Too long. Storyline too muddled in the end, like they were trying to cram too much into the movie.
Visually stunning. Maggie G. was also visually stunning.
And then Heath. On one hand, he virtually disappeared into the role. When Jack Nicholson played the Joker, it was still clearly Jack Nicholson. If you had crawled out from under a rock and had no idea who was playing the roles, it wasn’t Heath Ledger up there on the screen, it was this other twisted thing. So for that, a major plus.
On the other hand, the character played a single note. The Joker just created chaos, which was fine, but there was no satisfaction in finding out where those lines came together.
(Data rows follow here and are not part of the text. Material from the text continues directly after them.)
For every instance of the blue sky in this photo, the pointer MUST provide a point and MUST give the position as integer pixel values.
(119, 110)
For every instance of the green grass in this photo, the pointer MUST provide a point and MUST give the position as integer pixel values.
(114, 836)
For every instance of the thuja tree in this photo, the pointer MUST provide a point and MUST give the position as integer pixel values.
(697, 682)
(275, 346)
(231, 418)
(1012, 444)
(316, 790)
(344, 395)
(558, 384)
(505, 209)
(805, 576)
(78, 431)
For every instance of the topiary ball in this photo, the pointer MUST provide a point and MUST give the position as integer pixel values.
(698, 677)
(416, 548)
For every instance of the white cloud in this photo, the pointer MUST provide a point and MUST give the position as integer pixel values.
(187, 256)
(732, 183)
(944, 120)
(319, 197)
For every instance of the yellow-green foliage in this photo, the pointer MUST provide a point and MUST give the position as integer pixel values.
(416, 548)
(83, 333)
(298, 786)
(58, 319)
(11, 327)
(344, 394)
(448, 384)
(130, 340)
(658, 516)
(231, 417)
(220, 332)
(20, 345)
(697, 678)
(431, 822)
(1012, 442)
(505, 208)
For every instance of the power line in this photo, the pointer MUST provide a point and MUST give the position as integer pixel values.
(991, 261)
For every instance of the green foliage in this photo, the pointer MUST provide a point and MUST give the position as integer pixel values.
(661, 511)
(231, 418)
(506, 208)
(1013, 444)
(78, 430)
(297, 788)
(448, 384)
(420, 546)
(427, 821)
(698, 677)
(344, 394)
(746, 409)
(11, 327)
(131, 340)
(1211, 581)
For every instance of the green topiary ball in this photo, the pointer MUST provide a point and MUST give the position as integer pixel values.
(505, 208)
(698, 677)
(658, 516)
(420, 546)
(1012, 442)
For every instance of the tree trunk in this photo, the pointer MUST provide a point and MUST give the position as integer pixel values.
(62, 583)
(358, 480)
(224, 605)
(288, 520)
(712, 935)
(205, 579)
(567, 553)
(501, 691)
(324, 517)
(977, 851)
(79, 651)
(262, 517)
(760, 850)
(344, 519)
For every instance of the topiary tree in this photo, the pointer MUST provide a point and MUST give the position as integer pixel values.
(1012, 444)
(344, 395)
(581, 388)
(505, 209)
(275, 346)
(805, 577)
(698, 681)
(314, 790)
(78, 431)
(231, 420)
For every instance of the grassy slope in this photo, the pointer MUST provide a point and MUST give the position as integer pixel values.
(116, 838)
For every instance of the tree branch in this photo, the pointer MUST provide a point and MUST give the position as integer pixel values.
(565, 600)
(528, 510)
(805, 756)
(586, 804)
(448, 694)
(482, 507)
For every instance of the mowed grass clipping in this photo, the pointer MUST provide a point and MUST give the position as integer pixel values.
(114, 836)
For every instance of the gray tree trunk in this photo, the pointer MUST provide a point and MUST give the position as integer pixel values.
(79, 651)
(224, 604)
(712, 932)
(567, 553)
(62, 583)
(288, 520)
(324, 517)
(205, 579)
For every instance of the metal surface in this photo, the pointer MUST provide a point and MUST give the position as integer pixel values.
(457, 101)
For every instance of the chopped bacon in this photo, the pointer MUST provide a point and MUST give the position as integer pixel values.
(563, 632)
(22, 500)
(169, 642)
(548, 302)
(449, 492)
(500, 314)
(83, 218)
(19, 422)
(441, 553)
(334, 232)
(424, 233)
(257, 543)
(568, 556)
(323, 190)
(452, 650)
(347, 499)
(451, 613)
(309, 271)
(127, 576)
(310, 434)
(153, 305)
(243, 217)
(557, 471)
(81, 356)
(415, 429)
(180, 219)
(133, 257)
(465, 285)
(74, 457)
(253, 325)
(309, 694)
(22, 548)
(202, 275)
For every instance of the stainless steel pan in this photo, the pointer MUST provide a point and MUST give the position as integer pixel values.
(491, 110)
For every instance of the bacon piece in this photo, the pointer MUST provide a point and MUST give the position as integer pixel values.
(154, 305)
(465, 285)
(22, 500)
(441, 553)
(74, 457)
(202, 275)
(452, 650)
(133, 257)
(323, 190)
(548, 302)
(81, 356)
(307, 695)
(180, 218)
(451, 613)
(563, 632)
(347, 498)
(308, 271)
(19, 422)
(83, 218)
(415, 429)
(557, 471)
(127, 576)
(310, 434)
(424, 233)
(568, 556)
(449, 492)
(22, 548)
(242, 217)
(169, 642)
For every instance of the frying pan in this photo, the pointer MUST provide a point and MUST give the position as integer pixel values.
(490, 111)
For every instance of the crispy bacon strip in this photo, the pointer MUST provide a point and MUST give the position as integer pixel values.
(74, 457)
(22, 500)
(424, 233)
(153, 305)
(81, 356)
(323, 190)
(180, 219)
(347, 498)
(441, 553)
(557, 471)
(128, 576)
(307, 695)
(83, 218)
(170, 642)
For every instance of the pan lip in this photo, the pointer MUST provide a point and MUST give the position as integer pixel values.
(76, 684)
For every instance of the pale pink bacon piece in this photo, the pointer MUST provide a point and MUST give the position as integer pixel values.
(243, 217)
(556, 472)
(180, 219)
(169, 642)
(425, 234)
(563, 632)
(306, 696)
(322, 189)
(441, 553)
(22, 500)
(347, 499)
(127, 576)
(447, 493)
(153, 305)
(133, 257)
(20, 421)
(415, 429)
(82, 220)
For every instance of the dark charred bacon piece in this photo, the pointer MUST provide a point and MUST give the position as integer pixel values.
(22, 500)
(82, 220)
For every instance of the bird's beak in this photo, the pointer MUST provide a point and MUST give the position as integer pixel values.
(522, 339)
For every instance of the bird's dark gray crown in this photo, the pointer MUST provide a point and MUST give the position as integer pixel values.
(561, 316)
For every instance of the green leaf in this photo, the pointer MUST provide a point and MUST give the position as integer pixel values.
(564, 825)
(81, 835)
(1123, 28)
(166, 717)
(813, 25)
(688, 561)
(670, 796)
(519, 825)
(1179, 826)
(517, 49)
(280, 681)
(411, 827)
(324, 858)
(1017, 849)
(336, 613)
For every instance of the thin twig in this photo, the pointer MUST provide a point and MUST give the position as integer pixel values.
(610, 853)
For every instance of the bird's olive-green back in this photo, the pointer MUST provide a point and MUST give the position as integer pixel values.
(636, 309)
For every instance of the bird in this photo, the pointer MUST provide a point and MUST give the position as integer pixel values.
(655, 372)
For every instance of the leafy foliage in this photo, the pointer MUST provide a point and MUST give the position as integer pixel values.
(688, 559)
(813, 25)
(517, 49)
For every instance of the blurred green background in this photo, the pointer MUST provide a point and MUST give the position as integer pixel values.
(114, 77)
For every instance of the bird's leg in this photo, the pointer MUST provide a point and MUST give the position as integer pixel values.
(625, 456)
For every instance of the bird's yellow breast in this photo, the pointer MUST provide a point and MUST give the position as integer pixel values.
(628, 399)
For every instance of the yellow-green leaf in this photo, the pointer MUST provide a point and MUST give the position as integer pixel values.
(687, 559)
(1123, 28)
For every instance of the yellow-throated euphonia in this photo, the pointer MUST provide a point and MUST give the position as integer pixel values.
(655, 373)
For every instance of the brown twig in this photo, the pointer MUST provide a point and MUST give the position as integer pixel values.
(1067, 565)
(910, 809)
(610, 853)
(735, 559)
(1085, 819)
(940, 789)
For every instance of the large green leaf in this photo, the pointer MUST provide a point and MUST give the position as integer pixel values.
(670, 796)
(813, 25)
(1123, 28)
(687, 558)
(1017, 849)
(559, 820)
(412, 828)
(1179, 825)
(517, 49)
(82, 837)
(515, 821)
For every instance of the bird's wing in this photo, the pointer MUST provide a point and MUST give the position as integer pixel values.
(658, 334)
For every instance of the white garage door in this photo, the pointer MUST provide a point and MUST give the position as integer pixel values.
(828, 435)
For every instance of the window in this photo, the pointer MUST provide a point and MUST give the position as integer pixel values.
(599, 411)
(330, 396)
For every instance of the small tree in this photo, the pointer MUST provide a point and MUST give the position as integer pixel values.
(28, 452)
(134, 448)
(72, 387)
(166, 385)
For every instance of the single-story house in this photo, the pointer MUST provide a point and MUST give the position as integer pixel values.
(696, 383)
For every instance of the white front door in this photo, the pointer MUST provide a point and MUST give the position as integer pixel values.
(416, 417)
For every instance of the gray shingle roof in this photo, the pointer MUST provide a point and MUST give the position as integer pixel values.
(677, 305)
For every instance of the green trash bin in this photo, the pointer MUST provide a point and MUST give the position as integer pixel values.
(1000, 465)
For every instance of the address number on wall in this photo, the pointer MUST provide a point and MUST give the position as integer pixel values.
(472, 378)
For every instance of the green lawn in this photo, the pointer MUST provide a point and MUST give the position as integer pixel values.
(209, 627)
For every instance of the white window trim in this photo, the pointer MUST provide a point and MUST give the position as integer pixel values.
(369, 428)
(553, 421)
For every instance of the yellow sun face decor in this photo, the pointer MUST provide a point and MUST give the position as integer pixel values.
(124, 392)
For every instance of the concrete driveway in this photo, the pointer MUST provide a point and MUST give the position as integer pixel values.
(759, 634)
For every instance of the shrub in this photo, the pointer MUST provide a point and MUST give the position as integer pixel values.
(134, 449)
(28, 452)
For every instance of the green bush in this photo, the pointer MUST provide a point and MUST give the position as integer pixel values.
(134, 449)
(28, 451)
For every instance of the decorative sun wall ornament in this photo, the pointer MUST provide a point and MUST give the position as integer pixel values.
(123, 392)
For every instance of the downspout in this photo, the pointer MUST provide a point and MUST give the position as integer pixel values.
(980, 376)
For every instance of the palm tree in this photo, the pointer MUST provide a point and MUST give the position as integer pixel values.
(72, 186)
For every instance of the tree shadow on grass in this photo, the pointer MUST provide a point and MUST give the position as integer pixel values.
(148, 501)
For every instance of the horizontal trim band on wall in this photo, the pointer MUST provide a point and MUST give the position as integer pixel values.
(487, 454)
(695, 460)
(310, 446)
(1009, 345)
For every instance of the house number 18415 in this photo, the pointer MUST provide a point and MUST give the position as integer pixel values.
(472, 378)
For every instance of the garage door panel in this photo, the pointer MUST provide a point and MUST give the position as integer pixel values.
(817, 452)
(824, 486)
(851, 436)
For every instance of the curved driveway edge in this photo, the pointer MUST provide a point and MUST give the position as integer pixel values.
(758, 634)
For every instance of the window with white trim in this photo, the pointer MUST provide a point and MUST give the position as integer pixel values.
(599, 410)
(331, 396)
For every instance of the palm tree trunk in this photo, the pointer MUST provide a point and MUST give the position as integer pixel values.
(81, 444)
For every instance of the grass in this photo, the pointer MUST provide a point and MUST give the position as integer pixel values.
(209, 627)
He offers two plausible explanations for his scar, but the ruse isn’t used three times, which would establish something of a pattern, and it isn’t used once, to suggest truth, it just sits there like a two-legged chair, essentially unstable. Perhaps that was the intent, given the character’s inherent instability, but from this audience’s perspective, it was unsatisfying.
Life often enough is completely devoid of reason or pattern. We go to the movies – especially cartoon adaptations with a clear formula – because we want to make sense of evil. We want to be able to trace the truth of the scary stuff so it is ordered and plausible, and so we can tell ourselves that we would never turn out like that, and these are the reasons.
Yes, yay for the director circumventing the “easy” way out and not giving us a broken childhood to explain this dastardly creature he has created. But… I was unsatisfied. If that makes my movie palate pedestrian, so be it.